Published Date

May 1, 2004

Resource Type

Primary Source

This resource was developed in 2004 as part of “The Conquest of Mexico” by Nancy Fitch.

From Hernán Cortés, Cartas y relaciones de Hernan Cortés al emperador Carlos V, third letter, 319–21.

From that tower I surveyed the portions of the city that had fallen into our hands, comprising without doubt seven eighths of the whole; and seeing that it was not possible for so many people to subsist in such a narrow space, especially as the houses that remained to them were small, and every one placed by itself on the water; and above all, considering the great famine that prevailed amongst them of’ which the half-eaten roots and bark of trees that we found in the streets afforded ample proof; I determined to discontinue hostilities for some days, and to offer some conditions by which so great a multitude might be saved from destruction; and as it certainly occasioned me much sorrow and regret to continue to harass them, I constantly urged them to make terms of peace. But they declared that they would not by any means accept them, and that the only thing left for them was to die with arms in their hands; that we should have nothing of all they possessed, but they would burn and sink in the water every thing they had, whence it should never reappear. Thereupon, not being disposed to render evil for evil, I dissembled my feelings by forbearing to attack them.

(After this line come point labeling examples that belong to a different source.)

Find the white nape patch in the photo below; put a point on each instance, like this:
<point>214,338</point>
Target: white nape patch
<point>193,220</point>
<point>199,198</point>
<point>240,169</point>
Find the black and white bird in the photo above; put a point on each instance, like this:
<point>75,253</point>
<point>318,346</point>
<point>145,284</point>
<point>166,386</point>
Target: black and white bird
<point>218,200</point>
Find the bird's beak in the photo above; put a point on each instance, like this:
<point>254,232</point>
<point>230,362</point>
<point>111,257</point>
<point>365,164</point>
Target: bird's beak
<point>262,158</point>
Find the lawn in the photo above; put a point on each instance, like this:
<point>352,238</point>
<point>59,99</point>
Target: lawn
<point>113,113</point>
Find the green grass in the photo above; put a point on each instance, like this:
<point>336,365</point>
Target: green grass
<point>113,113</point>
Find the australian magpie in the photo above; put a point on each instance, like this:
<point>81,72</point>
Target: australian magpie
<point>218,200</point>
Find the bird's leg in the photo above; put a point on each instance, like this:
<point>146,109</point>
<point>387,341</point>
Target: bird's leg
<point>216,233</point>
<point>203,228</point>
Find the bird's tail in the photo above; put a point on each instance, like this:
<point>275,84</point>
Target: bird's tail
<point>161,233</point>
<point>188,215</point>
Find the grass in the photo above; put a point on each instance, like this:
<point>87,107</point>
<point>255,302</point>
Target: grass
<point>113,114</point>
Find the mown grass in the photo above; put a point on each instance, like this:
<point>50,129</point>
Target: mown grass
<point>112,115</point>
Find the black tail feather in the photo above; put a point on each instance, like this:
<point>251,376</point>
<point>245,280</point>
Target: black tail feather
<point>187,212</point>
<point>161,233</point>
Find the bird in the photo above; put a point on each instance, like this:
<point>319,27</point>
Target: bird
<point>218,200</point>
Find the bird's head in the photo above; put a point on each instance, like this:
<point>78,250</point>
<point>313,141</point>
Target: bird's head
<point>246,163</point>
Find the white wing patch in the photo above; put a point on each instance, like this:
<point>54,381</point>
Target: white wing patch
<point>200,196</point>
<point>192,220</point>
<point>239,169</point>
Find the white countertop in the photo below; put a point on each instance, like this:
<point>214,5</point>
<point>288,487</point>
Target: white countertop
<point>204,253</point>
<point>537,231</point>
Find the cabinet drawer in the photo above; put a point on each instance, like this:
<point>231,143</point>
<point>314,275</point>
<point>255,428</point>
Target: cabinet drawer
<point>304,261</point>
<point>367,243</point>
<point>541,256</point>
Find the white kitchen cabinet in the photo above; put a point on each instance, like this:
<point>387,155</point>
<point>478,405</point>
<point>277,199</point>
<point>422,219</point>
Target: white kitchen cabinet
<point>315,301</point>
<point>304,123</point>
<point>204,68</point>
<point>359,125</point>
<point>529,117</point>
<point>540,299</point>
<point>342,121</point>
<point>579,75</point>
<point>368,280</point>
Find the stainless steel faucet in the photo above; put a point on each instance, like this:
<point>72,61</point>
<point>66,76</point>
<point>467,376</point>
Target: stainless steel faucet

As we had but little powder left, we had been planning for more than fifteen days the construction of a battering engine; and though I had no mechanics who knew how to make one, some carpenters undertook to construct a small machine, which I had no idea we should be able to use. In the course of a few days, during which we held the Indians in straitened quarters, we completed it, and brought it to be placed in the square of the market, on a building resembling a theatre, which is in the center of the square made of stone and mortar, about fifteen feet in height and thirty paces from angle to angle. This structure is intended to be used at their festivals and sports, so that the actors on those occasions being placed upon it may be easily seen by all the people in the market-place, both above and below the arcades. When the machine was brought there, a delay of several days took place in adapting it to its situation, during which time our Indian allies threatened the inhabitants that by means of it we should destroy them all. Had no other effect been produced by this engine but to alarm the people, which we hoped would have led to a surrender, it would have been sufficient; but no such result flowed from it, for neither the carpenters completed their design, nor were the enemy, although they feared it, induced to make any proposals of submission, arid we concealed from them the defects of the machine by pretending that out of compassion towards them we forbore to use it for their destruction.

The day after depositing the battering engine in the market-place, on entering the city, as three or four days had elapsed since the cessation of hostilities, we found the streets through which we passed filled with women, children, and other wretched objects, dying of hunger, and wandering about with distressed and haggard looks, presenting the most melancholy spectacle in the world; and I ordered our allies to do them no harm. But none of the warriors made their appearance where it was possible for them to receive any injury, though we saw them on the terraces, covered with the mantles they are accustomed to wear and without arms. I sent them this day proposals of peace, but their answers were deceptive and as they had wasted the greater part of the day in this business, I informed them that it was my intention to attack them, and desired that they would cause their people to retire, otherwise I should give our allies leave to destroy them.